At which, of course, the pirates attack. There is a mad scramble, people screeching and running and fighting and jumping in and out of barrels. Some of it sets the groundlings howling with laughter.
The pirates are beaten back. Hamlet goes missing—as he must, for
Without Hamlet, but still with that letter, his hapless schoolmates struggle on. Guildenstern opens the letter. He discovers, to no one’s surprise but Rosencrantz’s and his own, that it means their deaths, not Hamlet’s.
“But why? Was it all for this?” He turns to, and on, the tragedians’ spokesman. “Who are we?”
“You are Rosencrantz and Guildenstern. That’s enough.”
Guildenstern stabs the spokesman, who dies, horribly. Even Shakespeare is impressed. Then, to the tragedians’ applause, the fellow revives. The prop knife—any company will have one—is revealed for what it is.
“We’ve done nothing wrong. We didn’t harm anyone,” Rosencrantz says desperately. “Did we?”
“I can’t remember,” Guildenstern says.
Rosencrantz gathers himself. “All right, then. I don’t care. I’ve had enough. To tell you the truth, I’m relieved.” He falls through a trap door and is gone.

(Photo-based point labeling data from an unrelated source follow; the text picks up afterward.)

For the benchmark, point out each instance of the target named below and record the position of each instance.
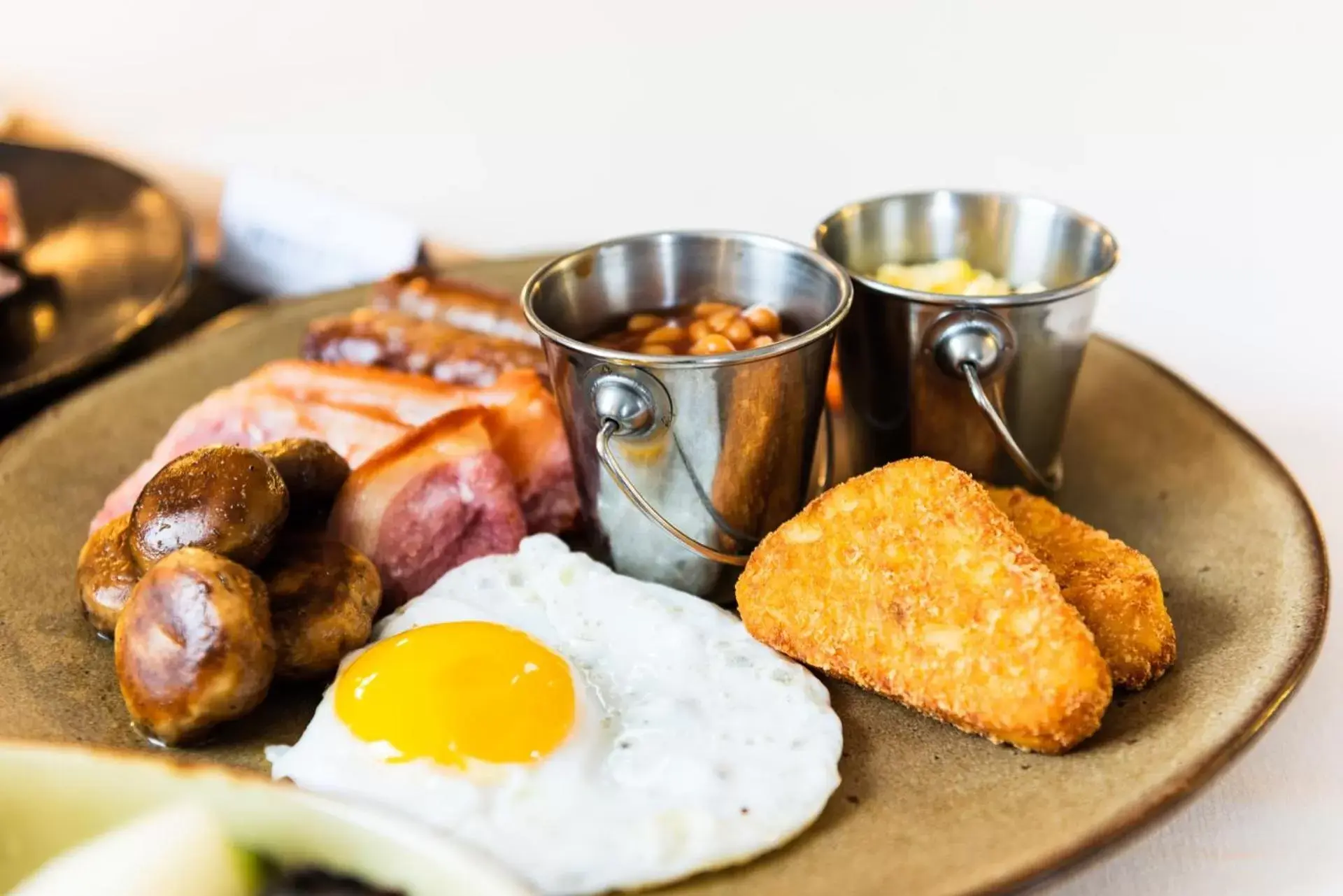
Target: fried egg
(588, 730)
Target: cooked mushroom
(322, 599)
(222, 499)
(194, 645)
(313, 473)
(106, 574)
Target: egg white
(693, 746)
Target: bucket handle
(625, 407)
(972, 344)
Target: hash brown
(911, 582)
(1115, 588)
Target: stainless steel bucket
(684, 462)
(981, 382)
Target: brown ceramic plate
(106, 255)
(923, 809)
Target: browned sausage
(223, 499)
(194, 645)
(106, 574)
(313, 473)
(322, 599)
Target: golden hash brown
(911, 582)
(1112, 586)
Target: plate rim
(1067, 862)
(169, 299)
(1179, 792)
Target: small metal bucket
(712, 450)
(981, 382)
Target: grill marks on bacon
(399, 341)
(452, 331)
(418, 439)
(433, 500)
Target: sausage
(322, 599)
(194, 645)
(223, 499)
(106, 574)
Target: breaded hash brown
(911, 582)
(1112, 586)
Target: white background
(1205, 135)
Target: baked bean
(665, 336)
(644, 322)
(713, 344)
(718, 322)
(763, 320)
(739, 332)
(708, 309)
(704, 328)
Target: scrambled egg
(951, 277)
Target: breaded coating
(1112, 586)
(911, 582)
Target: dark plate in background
(108, 254)
(923, 811)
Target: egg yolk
(458, 691)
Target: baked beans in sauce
(699, 328)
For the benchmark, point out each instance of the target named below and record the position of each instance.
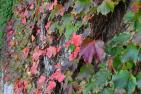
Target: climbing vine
(54, 46)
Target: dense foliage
(53, 49)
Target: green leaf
(121, 79)
(106, 7)
(129, 16)
(86, 71)
(139, 80)
(124, 80)
(107, 91)
(130, 54)
(98, 81)
(71, 47)
(120, 40)
(131, 84)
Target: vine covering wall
(72, 46)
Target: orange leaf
(26, 52)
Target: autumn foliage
(52, 47)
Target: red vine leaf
(41, 79)
(58, 76)
(94, 49)
(26, 52)
(50, 87)
(74, 54)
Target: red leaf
(50, 6)
(31, 6)
(92, 50)
(41, 79)
(25, 52)
(76, 40)
(37, 53)
(52, 51)
(48, 25)
(58, 76)
(50, 87)
(74, 54)
(34, 68)
(23, 20)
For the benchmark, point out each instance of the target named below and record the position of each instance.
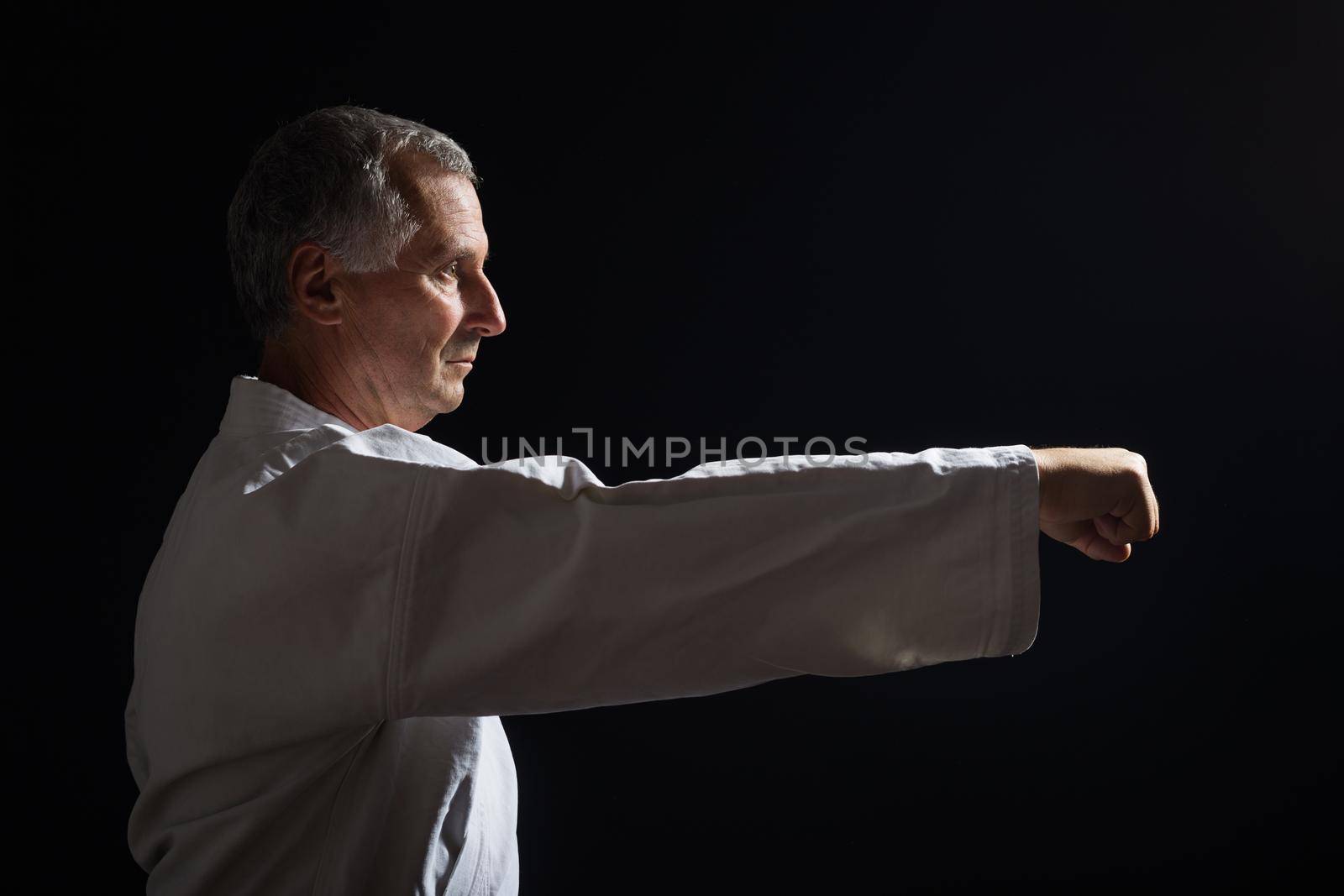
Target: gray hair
(327, 177)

“There must have been a moment, at the beginning, when we could have said—no. But somehow we missed it.” Guildenstern looks around. He stands all alone on the front of the stage. “Rosen—? Guil—?” Like Rosencrantz before him, he prepares for the inevitable. “Well, we’ll know better next time. Now you see me, now you—” A different trap opens beneath him. He too disappears.

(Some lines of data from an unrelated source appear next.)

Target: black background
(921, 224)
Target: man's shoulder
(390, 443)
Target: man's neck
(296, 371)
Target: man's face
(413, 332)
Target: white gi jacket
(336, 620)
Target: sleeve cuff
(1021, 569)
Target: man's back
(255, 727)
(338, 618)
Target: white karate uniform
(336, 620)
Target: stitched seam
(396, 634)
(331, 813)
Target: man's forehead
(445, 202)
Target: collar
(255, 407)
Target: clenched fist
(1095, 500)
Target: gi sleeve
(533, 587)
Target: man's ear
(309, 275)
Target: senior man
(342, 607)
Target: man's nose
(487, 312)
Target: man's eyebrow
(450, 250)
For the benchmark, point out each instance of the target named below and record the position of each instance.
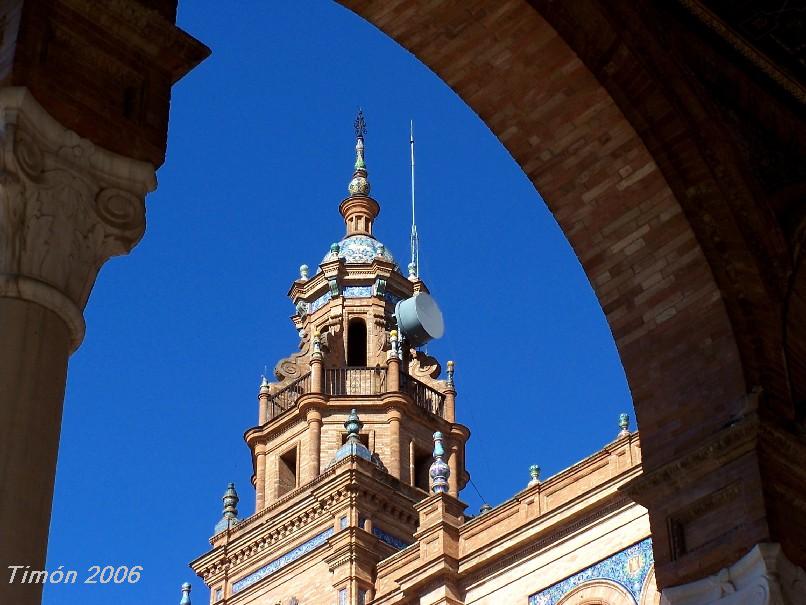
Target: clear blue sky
(260, 152)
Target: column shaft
(314, 445)
(260, 478)
(394, 443)
(453, 465)
(33, 371)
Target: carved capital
(66, 206)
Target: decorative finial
(624, 424)
(360, 124)
(231, 502)
(230, 517)
(534, 472)
(353, 425)
(439, 470)
(185, 594)
(359, 185)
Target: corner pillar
(260, 478)
(312, 467)
(393, 416)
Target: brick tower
(343, 444)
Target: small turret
(185, 594)
(534, 473)
(230, 517)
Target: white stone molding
(763, 576)
(66, 206)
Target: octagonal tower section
(343, 444)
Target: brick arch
(690, 270)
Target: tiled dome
(360, 249)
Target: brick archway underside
(687, 246)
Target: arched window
(357, 343)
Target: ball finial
(185, 594)
(624, 424)
(534, 473)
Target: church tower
(356, 431)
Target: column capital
(66, 204)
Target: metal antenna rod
(414, 268)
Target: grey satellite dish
(419, 319)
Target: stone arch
(598, 592)
(644, 173)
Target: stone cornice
(280, 525)
(729, 443)
(66, 206)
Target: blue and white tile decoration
(391, 540)
(319, 302)
(281, 562)
(628, 568)
(361, 249)
(357, 291)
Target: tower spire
(414, 265)
(359, 210)
(359, 185)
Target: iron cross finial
(360, 124)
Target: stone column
(393, 366)
(66, 206)
(317, 373)
(314, 418)
(453, 465)
(393, 464)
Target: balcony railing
(342, 382)
(423, 395)
(286, 398)
(355, 381)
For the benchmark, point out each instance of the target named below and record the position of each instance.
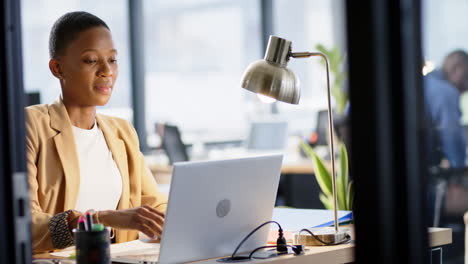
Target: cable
(280, 230)
(347, 239)
(298, 249)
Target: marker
(89, 221)
(97, 227)
(81, 223)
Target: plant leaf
(343, 177)
(327, 201)
(320, 171)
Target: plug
(281, 246)
(298, 249)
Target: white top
(100, 179)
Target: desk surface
(328, 254)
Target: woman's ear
(54, 66)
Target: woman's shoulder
(115, 122)
(119, 125)
(37, 112)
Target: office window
(308, 23)
(37, 20)
(195, 54)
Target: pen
(89, 221)
(81, 223)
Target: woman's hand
(145, 219)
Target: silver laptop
(212, 206)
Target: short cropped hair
(67, 28)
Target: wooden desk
(326, 254)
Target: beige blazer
(53, 171)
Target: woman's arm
(49, 232)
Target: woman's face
(88, 69)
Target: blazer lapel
(66, 148)
(117, 148)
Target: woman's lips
(104, 89)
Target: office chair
(172, 143)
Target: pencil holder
(92, 247)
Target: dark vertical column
(386, 128)
(137, 69)
(15, 220)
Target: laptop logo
(223, 208)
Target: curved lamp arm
(330, 124)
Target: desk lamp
(271, 77)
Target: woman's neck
(82, 117)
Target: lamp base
(327, 235)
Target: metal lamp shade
(272, 80)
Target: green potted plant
(344, 186)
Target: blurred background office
(195, 52)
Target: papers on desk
(134, 247)
(297, 219)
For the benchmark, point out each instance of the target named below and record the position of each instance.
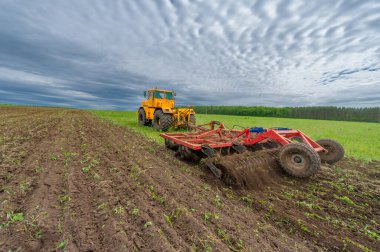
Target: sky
(104, 54)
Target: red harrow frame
(299, 155)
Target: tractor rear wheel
(299, 160)
(335, 151)
(162, 121)
(142, 118)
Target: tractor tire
(299, 160)
(162, 121)
(336, 151)
(142, 118)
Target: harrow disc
(249, 169)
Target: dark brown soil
(70, 181)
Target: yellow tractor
(159, 110)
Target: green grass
(360, 140)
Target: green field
(360, 140)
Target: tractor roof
(161, 90)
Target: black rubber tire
(171, 145)
(299, 160)
(142, 117)
(162, 121)
(336, 151)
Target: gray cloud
(104, 54)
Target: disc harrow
(238, 157)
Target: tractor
(158, 110)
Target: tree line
(322, 113)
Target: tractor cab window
(160, 95)
(169, 96)
(150, 95)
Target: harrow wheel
(335, 151)
(299, 160)
(171, 145)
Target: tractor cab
(158, 109)
(159, 98)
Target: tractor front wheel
(335, 151)
(299, 160)
(162, 121)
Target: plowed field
(70, 181)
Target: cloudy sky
(104, 54)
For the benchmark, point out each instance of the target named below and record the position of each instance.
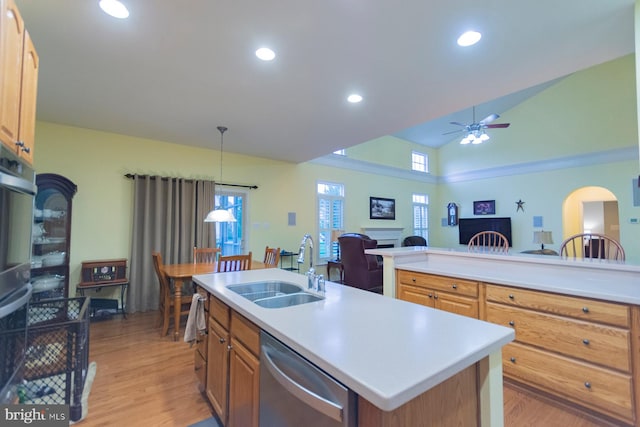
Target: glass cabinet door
(51, 237)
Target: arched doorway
(591, 209)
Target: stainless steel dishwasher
(294, 392)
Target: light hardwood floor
(143, 380)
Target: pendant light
(220, 215)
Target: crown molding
(581, 160)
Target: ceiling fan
(475, 131)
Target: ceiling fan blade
(489, 119)
(498, 125)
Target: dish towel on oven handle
(196, 322)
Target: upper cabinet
(18, 83)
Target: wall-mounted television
(468, 227)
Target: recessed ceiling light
(114, 8)
(265, 54)
(469, 38)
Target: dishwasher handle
(319, 403)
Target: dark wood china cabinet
(51, 236)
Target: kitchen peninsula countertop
(592, 278)
(388, 351)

A curtain opens, showing the tableau from the end of Hamlet. Claudius, Gertrude, Laertes, and Hamlet all lie dead, the Prince of Denmark in Horatio’s arms. Fortinbras stands off to the side. In come two English ambassadors. One of them delivers Shakespeare’s lines:
The ears are senseless that should give us hearing
to tell him his commandment is fulfilled,
that Rosencrantz and Guildenstern are dead.

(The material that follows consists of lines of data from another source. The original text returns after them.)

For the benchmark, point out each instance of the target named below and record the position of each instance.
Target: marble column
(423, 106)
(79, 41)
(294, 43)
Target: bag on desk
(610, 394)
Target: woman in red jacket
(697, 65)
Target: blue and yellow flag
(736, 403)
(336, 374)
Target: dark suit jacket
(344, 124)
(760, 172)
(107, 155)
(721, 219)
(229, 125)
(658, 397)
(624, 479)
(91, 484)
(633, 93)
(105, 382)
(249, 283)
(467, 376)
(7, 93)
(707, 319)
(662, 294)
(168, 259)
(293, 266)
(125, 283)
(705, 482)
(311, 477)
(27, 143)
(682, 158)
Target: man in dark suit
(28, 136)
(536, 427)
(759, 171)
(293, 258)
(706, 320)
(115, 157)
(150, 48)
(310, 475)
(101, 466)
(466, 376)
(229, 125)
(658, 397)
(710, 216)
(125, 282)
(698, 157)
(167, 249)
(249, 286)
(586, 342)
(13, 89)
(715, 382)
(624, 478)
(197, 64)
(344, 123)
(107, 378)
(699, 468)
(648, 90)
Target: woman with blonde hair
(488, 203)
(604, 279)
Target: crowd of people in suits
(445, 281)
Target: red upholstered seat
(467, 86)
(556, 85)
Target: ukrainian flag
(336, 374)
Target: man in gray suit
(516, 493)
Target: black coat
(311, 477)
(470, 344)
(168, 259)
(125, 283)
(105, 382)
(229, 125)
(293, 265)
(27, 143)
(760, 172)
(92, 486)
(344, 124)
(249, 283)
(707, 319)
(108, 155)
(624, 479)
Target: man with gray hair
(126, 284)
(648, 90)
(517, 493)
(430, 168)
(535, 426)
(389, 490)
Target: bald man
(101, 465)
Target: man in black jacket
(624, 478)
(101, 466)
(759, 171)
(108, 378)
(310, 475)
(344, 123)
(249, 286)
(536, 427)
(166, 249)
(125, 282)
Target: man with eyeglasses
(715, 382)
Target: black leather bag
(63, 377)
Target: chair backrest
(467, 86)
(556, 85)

“He never gave commandment for their death,” Horatio answers, and goes on with his speech. Musicians play through his words, louder and louder—yet again, the tragedians’ tune. One phrase, though, Shakespeare makes out very plainly: “Purposes mistook fallen on the inventors’ heads.”
The curtain closes again. The players step out through it for their bows and applause. They win—some. Shakespeare claps till his palms burn. The stout woman who’s eaten through the performance edges away from him again. She makes for the exit. So do almost all the groundlings, and their betters in the galleries. The Rose empties like a basin.
Shakespeare goes the other way. He has to get backstage.
He is acquainted with the bruiser at the tiring-room door. “Now, Master Will . . .” The fellow shuffles his feet in faint embarrassment. “‘Let no one in,’ they told me. And a fine, fat threepenny bit they gave me, too, to see that I hearkened.”
“Surely, Ned, they meant but the general,” Shakespeare says. “I share the craft, and I’m fain to gratulate ’em on work well done.”
“‘Let no one in,’ they said.” The bruiser is not inclined to bend. He has his reasons: “With a threepenny bit behind it, that carries weight.”
“The scales should balance, then,” Shakespeare says with a sigh, and hands him another silver threepence. He pays three times as much to reach the tiring room as he did to get into the Rose. But he doesn’t begrudge the coin . . . too much.
Ned weighs it in his hand. Has he the gall to insist the scales should better than balance?
Inside, the after-the-play chaos seems hearteningly familiar. Half-dressed players scrub makeup from their faces and talk in loud voices of what has just gone well and what not so well—and of anything else that pops into their heads.